Let me shortly explain the workaround now.

Instead of using the direct method using the Rebol CGI program on the shebang line like this

#!/path/to/cgi-bin/r3 -c

We will use the bash shell as an intermediate.

export LD_LIBRARY_PATH=/path/to/cgi-bin/
sed -n -e '5,$p' < "$0" | /path/to/cgi-bin/r3 -c "$0" "$@"
exit $?
print "Content-type: text/html^/Foo"

(Source Multiline Shebang )
What happens here?
First line calls the bash shell
Second line exports the LD_LIBRARY_PATH environment variable to add the directory where the runtime loader will look for the dynamic libraries used. In this case I made a symbolic link here that points to the appropriate library.
Third line catches the content of the Rebol script by streaming it from line 5 where it starts until the end ( $p ) into the variable $0 and pipes this through to the Rebol r3 CGI program, using -c to signal it is to be executed as a CGI script (I managed to catch the welcome message of the Rebol console in my error log! :smiley: )
On line 4 the bash shell is exited and the script itself is following after that.

I will document this option, but as you will understand I will be using the static linked version from now on.

sed is one of those unreadable things we're attempting to replace. What keeps you from making the output of the script exactly what you want? And if you need to manipulate it, it would be a better exercise to do it with the r3 executable...

It's often easiest to use statically linked versions of things. But then two programs running on the same machine that both static link a library wind up loading two copies of the library into memory if they both run. So it multiplies the disk space you use, as well as potentially the memory when you are running multiple copies at once.

An additional thing is that when you statically link a library version into your executable, then that means if it's something that gets security updates or patches (like OpenSSL) your executable won't get those patches even if the installed shared library does.

For these reasons (excuses?) you will find static linking is not always made all that easy...and sometimes, even made impossible.
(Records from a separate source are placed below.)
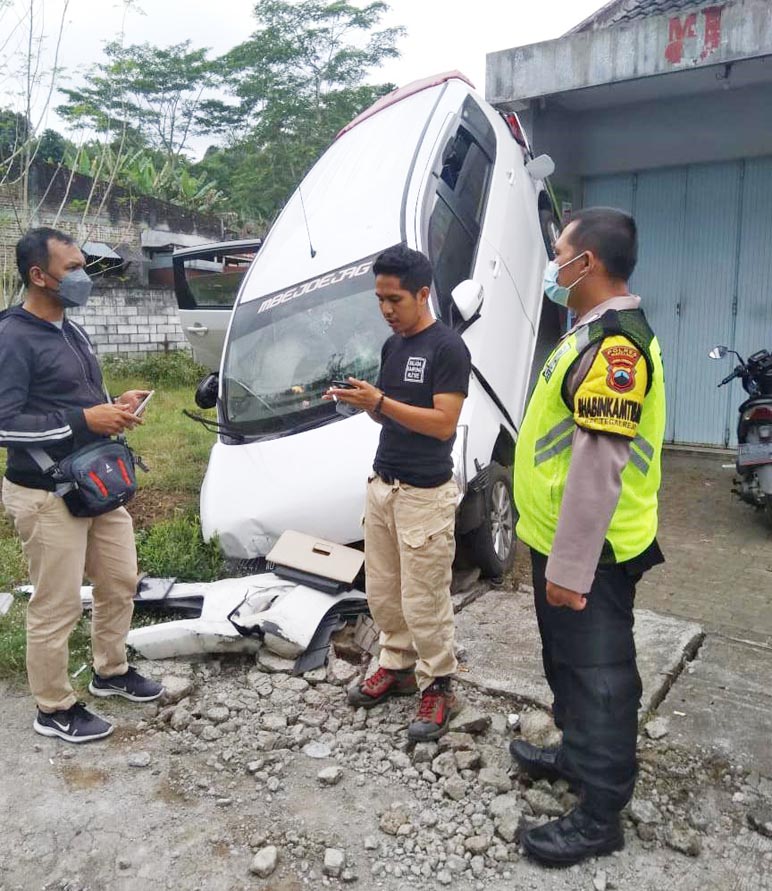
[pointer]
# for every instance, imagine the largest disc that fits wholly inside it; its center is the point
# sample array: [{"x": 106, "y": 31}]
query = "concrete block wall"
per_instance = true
[{"x": 131, "y": 321}]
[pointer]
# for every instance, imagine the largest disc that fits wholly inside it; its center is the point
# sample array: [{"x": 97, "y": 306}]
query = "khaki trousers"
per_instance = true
[
  {"x": 409, "y": 548},
  {"x": 60, "y": 548}
]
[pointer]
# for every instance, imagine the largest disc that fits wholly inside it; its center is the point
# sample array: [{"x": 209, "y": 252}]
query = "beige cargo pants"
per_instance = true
[
  {"x": 409, "y": 548},
  {"x": 59, "y": 549}
]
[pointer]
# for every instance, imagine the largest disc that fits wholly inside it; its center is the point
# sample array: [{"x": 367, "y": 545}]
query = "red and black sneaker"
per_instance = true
[
  {"x": 382, "y": 684},
  {"x": 437, "y": 707}
]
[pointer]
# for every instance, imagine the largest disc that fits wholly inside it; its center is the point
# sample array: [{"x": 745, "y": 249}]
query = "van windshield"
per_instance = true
[{"x": 285, "y": 349}]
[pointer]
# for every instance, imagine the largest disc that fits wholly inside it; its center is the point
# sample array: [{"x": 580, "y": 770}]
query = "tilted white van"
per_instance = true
[{"x": 434, "y": 166}]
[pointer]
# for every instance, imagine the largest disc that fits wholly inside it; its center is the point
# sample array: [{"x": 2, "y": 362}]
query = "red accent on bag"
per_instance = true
[
  {"x": 99, "y": 484},
  {"x": 124, "y": 472}
]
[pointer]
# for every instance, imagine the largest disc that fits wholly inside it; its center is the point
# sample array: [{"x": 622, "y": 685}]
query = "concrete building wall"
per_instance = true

The fact that I cannot use the r3 executable is because it will not load for the missing of the dynamic library for mariadb, and putting one extra version of it there to use just for this sole purpose feels like overkill to me.

However if the r3 executable could load the mysql module on the fly by reading a setup file from the current folder (perhaps also using a symlink to the host provided library from the current folder) ... that would be nice.